İslam davası; sabır, kararlılık ve ümitvar olmayı gerektirir

Musab Seyithan

Günümüzde İslam davetçilerinin düşmanları tek başına Kureyş ya da diğer Arap kabileleri değildir. Arap ve Acem olmak üzere, yeryüzünün bütün tağutları; hayata hâkim olmaya çalışan, kamusal, siyasi, hukukî ve ekonomik alanda da varlığını ortaya koymak isteyen İslam’a, topyekûn düşmandır.

Uluslararası kapitalizm, siyonizm, kemalizm, laiklik, masonluk, misyonerlik, bâtınilik ve Sünnet inkârcılığı fitne hareketleri ile karşı karşıyadır İslam davetçileri...

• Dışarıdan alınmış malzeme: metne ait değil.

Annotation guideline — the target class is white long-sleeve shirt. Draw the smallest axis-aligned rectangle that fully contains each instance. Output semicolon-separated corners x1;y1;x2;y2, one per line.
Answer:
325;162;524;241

İslam davasının karşısında bu kadar hasımların ve belaların bulunması, zaman zaman “Allah’ın yardımından ümidi kesme” sonucunu doğurmaktadır. Bu duyguya kapılmış olanlar, sonuçta iki şeye yönelirler; ya çabuk hedefe varalım deyip, zafere ulaşacaklarını sandıkları yanlış usulleri kullanarak hem kendilerine hem de cemaatlerine zarar verirler. Ya da toplumdan kopup, evlerinde veya mescitlerinde inzivaya çekilirler. Bunların her ikisi de tehlikelidir ve İslam davası için bir kayıptır. (Bkz: Abdülhamid Bilali, Arınma Yolu, s.204, Şafak Yay.)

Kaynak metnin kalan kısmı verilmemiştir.